Given the fears and issues that Rio de Janeiro faced during the run-up to this year’s Olympics, it should come as no surprise that a few more problems arose just as the games began. Last Thursday, the security firm Skycure issued a travel advisory for all visitors to Rio, warning of hackers setting up “malicious Wi-Fi networks” that could steal encrypted data from unsuspecting internet-users’ phones.
These fake networks, which can cost hackers as little as $100 to set up, are designed to steal information from any connected device—and the threat begins that moment visitors land. A scam network named “_RIO GALEAO WIFI” was found 12 miles from the airport. It’s pretty smart, as many travelers—even those warned to watch out for scams—who used the airport’s free Wi-Fi might not give a second thought to reconnecting just a few miles out. And all it takes is one click.
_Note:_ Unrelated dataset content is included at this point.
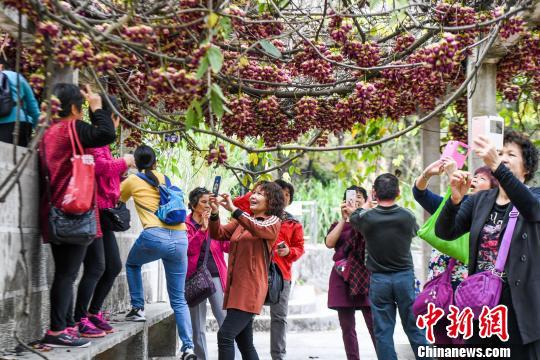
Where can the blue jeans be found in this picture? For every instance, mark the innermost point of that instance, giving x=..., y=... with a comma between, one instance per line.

Most of these networks are SSL-decrypting networks, which are created to break encryption to look at any encrypted data. This can result in sensitive information—passwords, credit cards, and anything else private located on your phone—being stolen.
Skycure warns that scammers will often include “Free” in their name to attract connectors. It also highlights hotels and shopping malls as places with risky, misconfigured, or malicious Wi-Fi networks. The firm explains that if your phone is connected to any network that seems out of context (like if you’re 12 miles from the airport and still connected to the “airport’s Wi-Fi”—I mean, I can’t even get my home Wi-Fi in my bedroom), you should disconnect immediately.
It doesn’t end with Wi-Fi, either: Skycure also warned about malicious malware camouflaged as official apps. The legitimate Olympics app, Rio 2016 has had imitators like Rio 2016 Olympics and Olympics Rio 2016. The apps have the potential to take over your device and steal personal information while also delivering excess ads—really putting salt in the wound there.
Anyone visiting should be vigilant, but there are some easy things you can do to protect yourself—and these lessons apply whether you’re hunting for free Wi-Fi in Rio or elsewhere. First of all, if you know there is a legitimate connection—one at your hotel, for instance—make sure that you get the official network name. A false hotspot at the Sheraton in Rio called “Sheraton-GuestRoom” could lure in unsuspecting hotel guests who were promised Wi-Fi with their booking. Just like with the malicious apps, the name is key. Visitors might also considering using a virtual private network, which could help subvert an attacker. Perhaps the easiest to use is Skycure’s own map that looks for suspicious hotspots nearby. The company also has an app that monitors activity and analyzes wireless networks to warn users if they are vulnerable.
Although these solutions are good, you actually have to connect to the Wi-Fi to use them—heck, you have to connect to the Wi-Fi just to read an article like this warning you about connecting to the Wi-Fi. Maybe international roaming charges don’t sound as terrifying now.